Published: December 3, 2020 at 8:07 am


While authorities in Europe and the United States are still studying the test data for its messenger RNA vaccine, Pfizer meanwhile has received the green light to start distributing its product to citizens of the United Kingdom.

This is after the                 Medicines and Healthcare Products Regulatory Authority (MHRA) granted the company’s application for emergency use approval yesterday, Wednesday.

The MHRA’s approval means that Pfizer and its German partner, BionNTech, can begin distributing doses in the UK as early as next week. The UK had earlier put in a total order of 40 million doses, the first batch of which it can expect in the coming days.

According to the UK’s Health Secretary Mark Hancock, they are expecting to receipt the first batch of 10 million doses before 2020 ends. Pfizer and BioNTech will be rolling out the remaining doses in phases throughout 2021 in order to ensure that all nations with pending orders of the vaccine can be certain of receiving their batches.

In the meantime, Pfizer awaits the decision of the US Food and Drug Administration as well as the European Medicines Agency on its emergency use application. These two agencies are expected to make a decision in the coming days.

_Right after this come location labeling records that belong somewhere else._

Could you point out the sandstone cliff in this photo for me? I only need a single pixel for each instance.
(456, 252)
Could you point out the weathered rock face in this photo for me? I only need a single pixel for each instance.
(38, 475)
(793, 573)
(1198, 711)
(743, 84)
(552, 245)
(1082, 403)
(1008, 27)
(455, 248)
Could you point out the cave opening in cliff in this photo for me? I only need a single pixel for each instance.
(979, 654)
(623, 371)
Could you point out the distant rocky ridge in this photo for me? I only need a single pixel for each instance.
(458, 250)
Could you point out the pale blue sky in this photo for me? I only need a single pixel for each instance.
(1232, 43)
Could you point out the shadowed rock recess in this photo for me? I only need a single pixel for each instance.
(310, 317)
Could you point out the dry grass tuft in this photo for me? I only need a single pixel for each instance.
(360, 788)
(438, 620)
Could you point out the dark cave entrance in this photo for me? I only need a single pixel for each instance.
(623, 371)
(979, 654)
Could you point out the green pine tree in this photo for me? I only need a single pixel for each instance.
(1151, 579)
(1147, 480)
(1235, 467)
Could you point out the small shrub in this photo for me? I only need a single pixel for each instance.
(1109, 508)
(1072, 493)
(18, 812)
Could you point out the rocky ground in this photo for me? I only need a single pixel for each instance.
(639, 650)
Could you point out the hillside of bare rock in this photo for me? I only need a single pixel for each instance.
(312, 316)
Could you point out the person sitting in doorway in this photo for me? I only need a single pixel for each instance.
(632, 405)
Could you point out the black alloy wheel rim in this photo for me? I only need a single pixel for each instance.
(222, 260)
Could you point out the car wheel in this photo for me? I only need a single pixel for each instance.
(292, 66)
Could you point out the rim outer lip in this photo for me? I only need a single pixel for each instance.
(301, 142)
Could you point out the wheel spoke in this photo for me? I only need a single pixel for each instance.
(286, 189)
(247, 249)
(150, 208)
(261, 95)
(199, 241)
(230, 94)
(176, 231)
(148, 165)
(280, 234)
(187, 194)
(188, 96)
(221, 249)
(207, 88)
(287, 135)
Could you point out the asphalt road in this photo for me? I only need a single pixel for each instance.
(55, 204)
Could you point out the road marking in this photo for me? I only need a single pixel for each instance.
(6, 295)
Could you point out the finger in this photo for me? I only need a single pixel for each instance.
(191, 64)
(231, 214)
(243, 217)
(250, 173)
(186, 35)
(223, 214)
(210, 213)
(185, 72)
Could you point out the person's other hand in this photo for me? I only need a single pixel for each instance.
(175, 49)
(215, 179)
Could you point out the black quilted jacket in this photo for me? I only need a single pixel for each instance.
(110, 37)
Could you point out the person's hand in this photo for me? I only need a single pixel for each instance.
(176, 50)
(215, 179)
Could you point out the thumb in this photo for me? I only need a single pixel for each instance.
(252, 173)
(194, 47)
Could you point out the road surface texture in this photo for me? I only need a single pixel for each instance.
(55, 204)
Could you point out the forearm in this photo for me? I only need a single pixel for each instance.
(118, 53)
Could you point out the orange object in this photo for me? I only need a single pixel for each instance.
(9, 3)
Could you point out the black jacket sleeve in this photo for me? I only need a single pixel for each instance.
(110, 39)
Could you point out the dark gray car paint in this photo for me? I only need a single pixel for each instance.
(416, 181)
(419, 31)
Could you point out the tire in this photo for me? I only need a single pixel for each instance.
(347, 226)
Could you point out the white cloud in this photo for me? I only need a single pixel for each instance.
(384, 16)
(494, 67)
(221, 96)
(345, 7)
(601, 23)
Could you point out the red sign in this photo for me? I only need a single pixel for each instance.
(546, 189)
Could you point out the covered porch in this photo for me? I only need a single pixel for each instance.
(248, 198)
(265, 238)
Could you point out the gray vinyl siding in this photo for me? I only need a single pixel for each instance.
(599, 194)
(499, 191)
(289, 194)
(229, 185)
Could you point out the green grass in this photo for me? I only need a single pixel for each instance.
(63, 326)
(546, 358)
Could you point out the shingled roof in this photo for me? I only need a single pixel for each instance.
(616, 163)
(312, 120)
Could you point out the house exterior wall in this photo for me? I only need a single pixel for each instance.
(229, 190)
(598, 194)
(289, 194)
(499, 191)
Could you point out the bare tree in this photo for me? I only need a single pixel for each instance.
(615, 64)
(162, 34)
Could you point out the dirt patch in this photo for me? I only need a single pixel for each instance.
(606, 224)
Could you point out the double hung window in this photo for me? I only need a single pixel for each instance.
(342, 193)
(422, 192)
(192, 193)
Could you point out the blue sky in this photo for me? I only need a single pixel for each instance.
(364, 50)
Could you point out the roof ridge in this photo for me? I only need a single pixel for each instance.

The MHRA was able to quickly give approval because it had been actively involved in the trials. The agency was monitoring the stages of the trials as they proceeded, receiving data from the two companies in real time. It received the final data on the testing on November 23, and took over a week only to decide on the matter.

Pfizer’s data claimed of more than 90% effectiveness rate on participating volunteers, of which only 10% reported infections of the COVID-19. In addition, the vaccine had shown equal effectiveness in younger volunteers and those who are over 65 years of age.

The two companies claim that they can supply up to 50 million doses this year, and up to 1.3 billion doses throughout 2021.

The Department of Health and Social Care in the UK is expected to publish a memo from the joint committee on vaccination and immunization on who can receive the first batches of the vaccine. The Department said that these groups will include “care home residents, health and care staff, the elderly and the clinically extremely vulnerable.”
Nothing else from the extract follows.